FIG. 2 is a diagram showing a vibration model of a cylinder of the cylindrical optical fiber acoustic sensor according to the first embodiment of the present invention.

FIG. 3 is a diagram showing a method of manufacturing the cylindrical optical fiber acoustic sensor according to the first embodiment of the present invention.

FIG. 4 is a configuration diagram of a conventional high-sensitivity optical fiber hydrophone that utilizes bending of a diaphragm.

FIG. 5 is a configuration diagram of a conventional high-pressure-resistant high-sensitivity optical fiber hydrophone that utilizes bending of a diaphragm.

FIG. 6 is a diagram showing a spectrum of a conventional optical fiber acoustic sensor.

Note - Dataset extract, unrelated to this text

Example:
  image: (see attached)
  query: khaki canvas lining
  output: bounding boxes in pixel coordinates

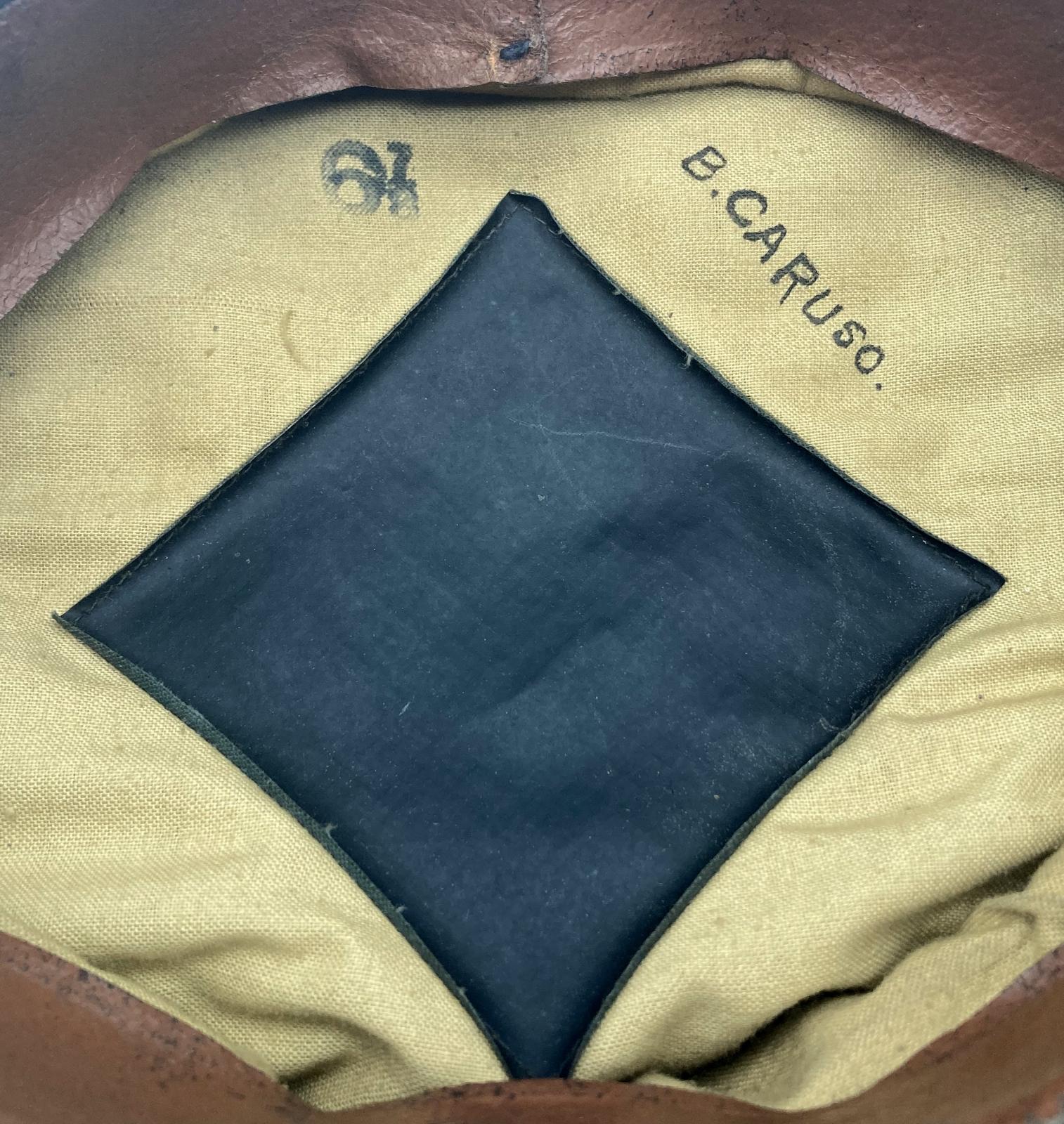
[0,72,1064,1109]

FIG. 7 is a diagram showing a structure of a cylindrical optical fiber acoustic sensor with a high frequency limiting function showing a second embodiment of the present invention.

FIG. 8 is a sectional view showing a vibration model of a cylinder of a cylindrical optical fiber acoustic sensor with a high frequency limiting function according to a second embodiment of the present invention.

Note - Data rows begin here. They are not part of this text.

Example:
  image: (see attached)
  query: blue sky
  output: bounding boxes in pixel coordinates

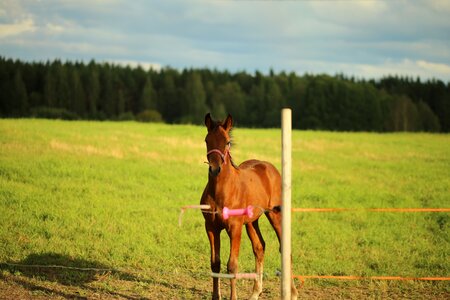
[0,0,450,82]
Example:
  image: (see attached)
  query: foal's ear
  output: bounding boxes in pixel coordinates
[222,114,233,131]
[205,113,213,131]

FIG. 9 is a cross-sectional view showing the structure of a cylindrical optical fiber acoustic sensor with a band limiting function showing a third embodiment of the present invention.

[Explanation of symbols]

 10 Cylindrical body 11,31,41 Cylinder 12,13,32,33 Optical fiber coil 14,16 Soft ring-shaped plate 15,17,34,44 Lid 21 Cylinder 22 Rod 35,45,47 Orifice 46 Housing

Claims (4)

[Claims] 1. A cylindrical optical fiber acoustic sensor for converting the sound pressure of an optical fiber hydrophone into a phase change of light, wherein an optical fiber coil is formed by winding one optical fiber inside and outside the cylinder. A cylindrical optical fiber acoustic sensor characterized in that a soft material is sandwiched between both ends of the cylinder and a lid is attached to detect breathing vibration of the cylinder. 2. A method for manufacturing a cylindrical optical fiber acoustic sensor for converting a sound pressure of an optical fiber hydrophone into a phase change of light, in which (a) an optical fiber having an adhesive adhered to the outside of a cylinder is wound up to emit light. Forming a fiber coil, (b)
A cylindrical optical fiber acoustic sensor characterized in that an optical fiber coil wound with an adhesive wound on a cylinder in which the adhesive is not adhered is adhered to the inside of the cylinder to form an optical fiber coil. Manufacturing method. 3. An optical fiber acoustic sensor having a pressure balance structure for converting a sound pressure of an optical fiber hydrophone into a phase change of light, wherein one optical fiber is wound inside and one outside of a cylinder, and both ends of the cylinder are wound. A cylindrical optical fiber acoustic sensor, characterized in that an orifice is formed to detect respiratory vibration of the cylinder. 4. An optical fiber acoustic sensor having a pressure balance structure for converting a sound pressure of an optical fiber hydrophone into a phase change of light, wherein a Hertzholm resonator is formed inside and outside a cylinder, and a frequency at which the cylinder vibrates is set. A cylindrical optical fiber acoustic sensor characterized by being band-limited.